Istanbul - Nach langem Nervenkrieg wird im riskanten Streit um das iranische Atomprogramm wieder offiziell verhandelt. Vertreter des Irans und der Weltgemeinschaft einigten sich am Samstag in Istanbul auf eine Fortsetzung ihrer Gespräche. Für den 23. Mai sei ein weiteres Treffen in der irakischen Hauptstadt Bagdad vereinbart worden, sagte die EU-Außenbeauftragte Catherine Ashton nach der ersten Gesprächsrunde in Istanbul.

Ashton lobte die Zusammenkunft zwischen Teheran und der 5+1-Gruppe, den fünf Vetomächten im UNO-Sicherheitsrat (USA, Russland, China, Frankreich und Großbritannien) und Deutschland als "konstruktiv und nützlich". Es war das erste Treffen dieser Art seit mehr als einem Jahr. Jetzt gehe es darum, bis zum Bagdader Treffen weiter gegenseitiges Vertrauen zu schaffen. Ziel sei nun, den Streit um das iranische Atomprogramm "Schritt für Schritt" beizulegen. Grundlage der Gespräche solle der Atomwaffensperrvertrag sein, wobei die 5+1-Gruppe das Recht des Irans auf die friedliche Nutzung der Atomenergie vollständig achte.

"Positive Atmosphäre"

Der iranische Chefunterhändler Saaed Jalili sagte, er habe Fortschritte in den Gesprächen über das Nuklearprogramm beobachten können. Es habe Meinungsverschiedenheiten gegeben, aber die Punkte, in denen man Einigkeit erzielte, seien wichtiger gewesen, so Jalili. Irans Forderung nach einer Entschärfung der Sanktionen sollte jedenfalls eines der Themen der Kooperation sein, erklärte er. Die EU hatte im Jänner unter anderem beschlossen, ihre Öleinfuhren aus dem Iran spätestens bis zum 1. Juli zu stoppen.

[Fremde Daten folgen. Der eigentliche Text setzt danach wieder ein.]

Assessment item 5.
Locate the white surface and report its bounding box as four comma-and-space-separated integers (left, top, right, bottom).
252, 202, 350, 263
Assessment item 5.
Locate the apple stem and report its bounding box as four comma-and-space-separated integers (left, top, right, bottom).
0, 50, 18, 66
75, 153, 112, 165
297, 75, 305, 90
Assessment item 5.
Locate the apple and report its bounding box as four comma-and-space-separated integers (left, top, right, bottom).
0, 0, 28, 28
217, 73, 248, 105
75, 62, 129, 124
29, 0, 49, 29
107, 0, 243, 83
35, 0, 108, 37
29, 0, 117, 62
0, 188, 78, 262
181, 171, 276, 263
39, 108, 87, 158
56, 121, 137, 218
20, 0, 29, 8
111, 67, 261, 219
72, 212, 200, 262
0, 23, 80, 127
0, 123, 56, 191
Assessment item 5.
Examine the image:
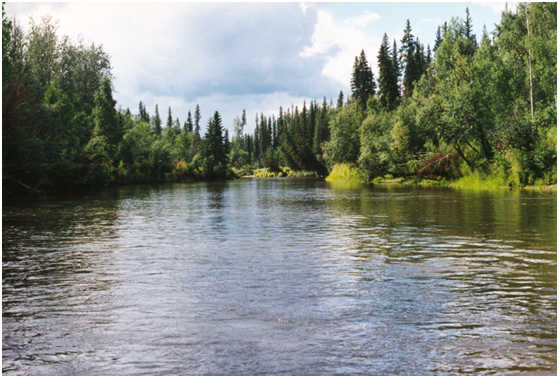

Schon zu Beginn der Beratungen hatte die EU-Delegation von einer "positiven Atmosphäre" gesprochen. Mit einem Durchbruch im Atomstreit war nicht gerechnet worden, aber zumindest mit einer Absprache über weitere Verhandlungen. Der Iran lehnte ein bilaterales Treffen mit den USA allerdings ab. Die US-Delegation habe ein solches Treffen wiederholt vorgeschlagen, dies sei aber abgelehnt worden, verlautete aus Kreisen der iranischen Delegation.

Nach Angaben aus der iranischen Delegation schlug der Iran vor, sein höher angereichertes Uran unter Aufsicht der Internationalen Atomenergiebehörde (IAEA/IAEO) mit Sitz in Wien selbst zu Brennstäben zu verarbeiten. Nach eigenen Angaben verfügt Teheran über knapp 100 Kilogramm Uran, das auf 20 Prozent angereichert wurde. 20 Prozent Anreicherung reichen nicht für Atomwaffen - dafür wären mehr als 80 Prozent nötig -, sind aber ein Schritt in diese Richtung.

Mengen niedrig angereicherten Urans (3,5 Prozent) könnten als Teil eines Tauschgeschäfts im Ausland verarbeitet werden. Das Material könne in Russland höher angereichert und in Frankreich zu Brennstäben verarbeitet werden. Ein solcher Vorschlag lag bereits bei den Gesprächen im Jänner 2011 in Istanbul auf dem Tisch, ohne dass es einen Durchbruch gab.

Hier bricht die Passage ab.